The next day when I went to heat up the leftover lo mein, our younger son said, “Why do you always get lo mein? Why don’t you ever get high mein?”
“We can’t afford high mein,” I said. “It’s much more expensive.”
Next time maybe I’ll order the “high mein” as an extra-special treat?
While some of our out-of-town cousins were visiting last week, we went to an Orioles game. Eddie Murray was there and got a special shout-out during the game.
A Yankees fan in front of us didn’t know who he was. “The actor?” she said.
Clearly she isn’t much of a baseball fan if she doesn’t know Eddie Murray.

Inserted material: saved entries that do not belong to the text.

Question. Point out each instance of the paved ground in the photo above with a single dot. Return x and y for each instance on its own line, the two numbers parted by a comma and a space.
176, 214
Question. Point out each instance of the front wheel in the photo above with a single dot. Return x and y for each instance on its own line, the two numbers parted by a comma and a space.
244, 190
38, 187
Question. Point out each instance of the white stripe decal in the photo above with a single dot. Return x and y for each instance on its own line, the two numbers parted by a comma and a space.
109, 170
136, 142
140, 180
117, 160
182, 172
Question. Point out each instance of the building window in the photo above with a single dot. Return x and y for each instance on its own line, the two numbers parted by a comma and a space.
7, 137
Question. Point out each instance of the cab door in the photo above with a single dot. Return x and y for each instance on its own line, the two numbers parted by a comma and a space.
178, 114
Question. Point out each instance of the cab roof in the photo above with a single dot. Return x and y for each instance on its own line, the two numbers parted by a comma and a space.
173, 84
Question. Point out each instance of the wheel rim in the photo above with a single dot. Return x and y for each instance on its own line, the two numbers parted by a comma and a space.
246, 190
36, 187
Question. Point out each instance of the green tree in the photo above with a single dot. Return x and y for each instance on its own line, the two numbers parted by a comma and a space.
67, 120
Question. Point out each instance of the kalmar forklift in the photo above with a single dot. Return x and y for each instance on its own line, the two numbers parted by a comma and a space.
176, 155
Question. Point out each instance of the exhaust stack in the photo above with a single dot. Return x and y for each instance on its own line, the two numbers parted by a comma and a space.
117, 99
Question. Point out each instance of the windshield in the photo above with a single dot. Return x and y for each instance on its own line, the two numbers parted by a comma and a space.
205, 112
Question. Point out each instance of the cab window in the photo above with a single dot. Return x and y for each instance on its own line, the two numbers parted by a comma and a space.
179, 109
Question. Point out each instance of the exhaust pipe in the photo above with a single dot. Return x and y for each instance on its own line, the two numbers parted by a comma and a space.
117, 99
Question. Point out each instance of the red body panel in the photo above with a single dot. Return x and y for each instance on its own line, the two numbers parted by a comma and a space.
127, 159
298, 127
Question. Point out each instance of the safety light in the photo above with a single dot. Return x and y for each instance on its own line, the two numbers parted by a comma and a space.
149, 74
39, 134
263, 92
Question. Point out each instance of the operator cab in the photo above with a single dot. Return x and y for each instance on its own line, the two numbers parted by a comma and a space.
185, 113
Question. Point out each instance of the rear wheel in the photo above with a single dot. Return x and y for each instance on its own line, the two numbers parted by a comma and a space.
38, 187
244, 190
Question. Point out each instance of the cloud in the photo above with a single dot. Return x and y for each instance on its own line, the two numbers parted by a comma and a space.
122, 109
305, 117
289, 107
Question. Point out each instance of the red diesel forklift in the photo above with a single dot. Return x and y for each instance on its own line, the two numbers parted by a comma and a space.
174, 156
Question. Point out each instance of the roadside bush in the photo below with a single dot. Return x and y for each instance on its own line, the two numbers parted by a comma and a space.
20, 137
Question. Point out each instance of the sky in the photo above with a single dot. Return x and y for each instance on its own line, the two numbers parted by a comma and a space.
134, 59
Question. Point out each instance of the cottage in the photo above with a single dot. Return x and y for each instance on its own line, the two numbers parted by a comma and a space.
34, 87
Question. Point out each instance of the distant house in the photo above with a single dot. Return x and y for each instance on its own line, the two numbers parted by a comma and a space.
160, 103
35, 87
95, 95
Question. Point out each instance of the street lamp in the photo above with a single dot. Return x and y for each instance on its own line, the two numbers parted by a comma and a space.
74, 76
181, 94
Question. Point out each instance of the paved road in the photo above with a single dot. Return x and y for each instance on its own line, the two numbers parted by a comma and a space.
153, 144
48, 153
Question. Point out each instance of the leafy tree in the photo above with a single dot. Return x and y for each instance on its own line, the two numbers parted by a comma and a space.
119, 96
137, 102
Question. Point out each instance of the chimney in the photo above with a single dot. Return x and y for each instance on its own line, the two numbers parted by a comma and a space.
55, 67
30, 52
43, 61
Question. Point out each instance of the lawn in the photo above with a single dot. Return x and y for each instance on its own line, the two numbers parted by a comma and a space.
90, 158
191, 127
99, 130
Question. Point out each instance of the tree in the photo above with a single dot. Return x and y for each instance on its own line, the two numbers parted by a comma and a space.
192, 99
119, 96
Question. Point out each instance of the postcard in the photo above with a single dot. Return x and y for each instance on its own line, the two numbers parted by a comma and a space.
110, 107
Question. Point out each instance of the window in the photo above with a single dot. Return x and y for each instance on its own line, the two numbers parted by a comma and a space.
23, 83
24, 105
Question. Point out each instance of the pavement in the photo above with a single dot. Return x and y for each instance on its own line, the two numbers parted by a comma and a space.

When we were growing up, Eddie was my sister Treasa’s favorite player. My Uncle Steve would go to games and bring home Orioles-related gifts to Treasa and tell her they were from Eddie Murray. Naturally, I never questioned why a future Hall of Famer would send gifts to a little girl in Rodgers Forge. But I’ve always figured Eddie was a friend of the family, and it was fun to see him at the game—from afar, of course.
Tomorrow is Brothers Day! Brothers Day is a very special celebration in our family, even though we’re never quite clear on how we’re celebrating it. It’s the anniversary of the day when our sons met for the first time.
It’s amazing to me how well Leo remembers the night he met his little brother. He recalls details you might not expect him to—such as how his new brother threw a toy across the room. We have a busy day tomorrow, so I told the boys we might pick a Brothers Day activity to do today.
It will be the cherry on top of a very full, wonderful week. I just hope what they choose is finishing their summer reading/writing assignments.